Émergeant d'un réseau de brumes mauves qui traînaient au fond du ciel, le soleil s'élevait difficilement entre différents étages de nuages violacés qui barraient l'horizon et sa lueur rose s'éteignait et se rallumait au gré de son ascension, mais peu à peu s'élargissait pour se répandre et se dissoudre dans un ciel purifié qui prit une nuance de porcelaine.
Le Saint-Laurent était couleur d'absinthe. Les contours de la grande île d'Orléans, qui divisait le fleuve en aval, se distinguaient à peine. Seule, plus proche de Lévis se dessinant comme une langue de terre violette en fer de lance, elle s'avançait juste en face de Québec, tranchant sur l'étendue opaline des eaux.
Vers le nord, on pouvait voir s'étendre la belle courbe de la côte de Beaupré, marquée d'habitations isolées, dominant le fleuve de place en place, et de quelques hameaux autour d'un clocher, qui signalait le centre des paroisses échelonnées le long de ce rivage très prospère.
De cette fenêtre, Angélique rêva de voir se lever beaucoup d'aubes. Elle émergea de ses couvertures et après avoir passé un vêtement d'intérieur, une « douillette » de soie bourrue doublée au col et au bas des manches évasées d'un revers de fourrure, elle se tint accotée au bord du lit, détaillant du regard le mobilier rassemblé en cet étroit espace. Il y avait un miroir florentin, au-dessus d'une coiffeuse en bois de noyer marqueté et qui était garnie des plus ravissants objets nécessaires à la toilette féminine, peignes, brosse, démêloir, panoplie qui venait avantageusement remplacer ses objets personnels qu'elle avait perdus la veille.
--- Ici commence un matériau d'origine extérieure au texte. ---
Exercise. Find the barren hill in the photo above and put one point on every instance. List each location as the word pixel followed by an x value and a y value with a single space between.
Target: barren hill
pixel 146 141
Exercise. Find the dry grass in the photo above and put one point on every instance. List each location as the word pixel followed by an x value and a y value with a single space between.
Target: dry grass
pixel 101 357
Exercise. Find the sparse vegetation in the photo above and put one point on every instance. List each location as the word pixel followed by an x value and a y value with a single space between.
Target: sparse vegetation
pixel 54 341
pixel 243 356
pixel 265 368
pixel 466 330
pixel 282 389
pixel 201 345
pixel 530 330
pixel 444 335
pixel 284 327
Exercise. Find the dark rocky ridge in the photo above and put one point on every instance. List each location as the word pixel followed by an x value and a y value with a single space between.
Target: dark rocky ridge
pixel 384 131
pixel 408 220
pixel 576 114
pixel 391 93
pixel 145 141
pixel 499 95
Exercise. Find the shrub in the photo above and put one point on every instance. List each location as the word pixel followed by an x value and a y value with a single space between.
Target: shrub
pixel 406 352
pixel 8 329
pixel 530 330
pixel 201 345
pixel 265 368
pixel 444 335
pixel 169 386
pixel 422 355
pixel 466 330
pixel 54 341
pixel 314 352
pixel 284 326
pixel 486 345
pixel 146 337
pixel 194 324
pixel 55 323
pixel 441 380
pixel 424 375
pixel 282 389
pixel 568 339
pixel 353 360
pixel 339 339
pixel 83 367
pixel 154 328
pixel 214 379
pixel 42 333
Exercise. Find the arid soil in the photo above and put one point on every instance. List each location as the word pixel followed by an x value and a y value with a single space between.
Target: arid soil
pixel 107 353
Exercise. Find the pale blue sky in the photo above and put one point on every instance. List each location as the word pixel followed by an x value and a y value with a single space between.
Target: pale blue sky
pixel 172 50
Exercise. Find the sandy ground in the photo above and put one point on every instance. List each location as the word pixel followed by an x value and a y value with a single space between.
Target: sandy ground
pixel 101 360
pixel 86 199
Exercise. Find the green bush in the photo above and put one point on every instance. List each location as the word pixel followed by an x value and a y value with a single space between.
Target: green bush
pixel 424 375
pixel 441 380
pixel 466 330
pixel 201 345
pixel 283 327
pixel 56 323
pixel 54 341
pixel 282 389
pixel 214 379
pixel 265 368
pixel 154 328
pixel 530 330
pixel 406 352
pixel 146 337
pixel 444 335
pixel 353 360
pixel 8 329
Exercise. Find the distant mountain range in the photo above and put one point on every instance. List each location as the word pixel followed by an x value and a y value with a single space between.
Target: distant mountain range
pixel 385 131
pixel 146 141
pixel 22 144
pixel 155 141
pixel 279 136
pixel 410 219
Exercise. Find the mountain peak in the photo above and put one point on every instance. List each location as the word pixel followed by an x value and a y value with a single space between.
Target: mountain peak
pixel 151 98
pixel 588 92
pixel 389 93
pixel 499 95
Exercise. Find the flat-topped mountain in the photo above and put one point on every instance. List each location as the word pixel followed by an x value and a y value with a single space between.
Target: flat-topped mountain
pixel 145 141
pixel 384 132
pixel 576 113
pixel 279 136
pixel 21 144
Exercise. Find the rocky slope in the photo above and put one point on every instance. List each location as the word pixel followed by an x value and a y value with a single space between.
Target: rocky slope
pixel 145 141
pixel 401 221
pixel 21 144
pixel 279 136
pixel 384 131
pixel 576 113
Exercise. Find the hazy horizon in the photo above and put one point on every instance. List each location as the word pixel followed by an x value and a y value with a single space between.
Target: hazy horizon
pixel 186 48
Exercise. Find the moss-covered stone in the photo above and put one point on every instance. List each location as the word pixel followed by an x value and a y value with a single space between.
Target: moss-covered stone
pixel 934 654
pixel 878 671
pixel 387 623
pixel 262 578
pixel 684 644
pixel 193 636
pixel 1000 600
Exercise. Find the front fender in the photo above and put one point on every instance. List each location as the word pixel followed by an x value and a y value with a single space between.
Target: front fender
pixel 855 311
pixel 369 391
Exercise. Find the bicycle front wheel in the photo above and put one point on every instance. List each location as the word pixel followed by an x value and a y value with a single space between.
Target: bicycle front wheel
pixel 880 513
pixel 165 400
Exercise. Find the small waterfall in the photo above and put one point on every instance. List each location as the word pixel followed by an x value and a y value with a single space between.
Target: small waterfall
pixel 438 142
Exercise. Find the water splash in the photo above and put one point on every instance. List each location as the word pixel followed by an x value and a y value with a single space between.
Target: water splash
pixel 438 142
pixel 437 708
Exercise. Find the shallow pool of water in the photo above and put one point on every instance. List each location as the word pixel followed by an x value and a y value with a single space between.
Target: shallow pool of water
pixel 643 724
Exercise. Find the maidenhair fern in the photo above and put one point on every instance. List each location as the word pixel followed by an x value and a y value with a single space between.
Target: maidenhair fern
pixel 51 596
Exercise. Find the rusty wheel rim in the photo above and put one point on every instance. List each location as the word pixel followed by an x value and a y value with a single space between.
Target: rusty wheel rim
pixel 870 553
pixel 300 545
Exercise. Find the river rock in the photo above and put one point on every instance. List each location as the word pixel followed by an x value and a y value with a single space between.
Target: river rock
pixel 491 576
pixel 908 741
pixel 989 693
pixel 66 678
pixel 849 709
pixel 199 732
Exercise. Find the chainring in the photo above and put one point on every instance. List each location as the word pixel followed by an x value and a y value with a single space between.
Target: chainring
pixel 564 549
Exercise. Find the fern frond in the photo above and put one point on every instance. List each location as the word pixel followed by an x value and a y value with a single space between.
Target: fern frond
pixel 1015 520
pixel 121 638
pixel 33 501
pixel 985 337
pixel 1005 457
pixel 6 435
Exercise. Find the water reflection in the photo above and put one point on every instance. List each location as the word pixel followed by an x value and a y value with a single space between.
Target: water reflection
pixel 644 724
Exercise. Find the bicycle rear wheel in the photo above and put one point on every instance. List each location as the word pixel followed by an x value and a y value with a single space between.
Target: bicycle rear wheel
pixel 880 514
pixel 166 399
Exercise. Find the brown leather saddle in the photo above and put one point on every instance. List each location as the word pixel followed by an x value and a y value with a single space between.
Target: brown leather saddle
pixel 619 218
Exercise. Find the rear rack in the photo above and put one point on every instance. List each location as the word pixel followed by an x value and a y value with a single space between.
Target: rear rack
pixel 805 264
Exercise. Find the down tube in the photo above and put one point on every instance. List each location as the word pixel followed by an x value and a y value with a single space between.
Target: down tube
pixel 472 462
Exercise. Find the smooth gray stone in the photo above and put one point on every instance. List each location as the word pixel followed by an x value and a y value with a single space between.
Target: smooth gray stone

Dans un coin, un prie-Dieu monumental à coffrage d'ébène incrusté de pierres dures et de miniatures d'émail, lui aussi de style florentin, servait également de petite bibliothèque. Le lit à quatre colonnes avec la frise de son baldaquin frappée des armes du marquis, le coffre au chevet pour y ranger les effets, une console à portée de la main près de la couche, était à lui seul une petite chambre dans l'autre.
Angélique rejoignit le comte de Peyrac devant la fenêtre. Il se retourna vers elle et lui sourit. Elle pensa que c'était la première fois depuis un temps infini qu'elle se trouvait avec lui dans une maison de ville parée de tout le confort et de l'élégance dus à leur rang.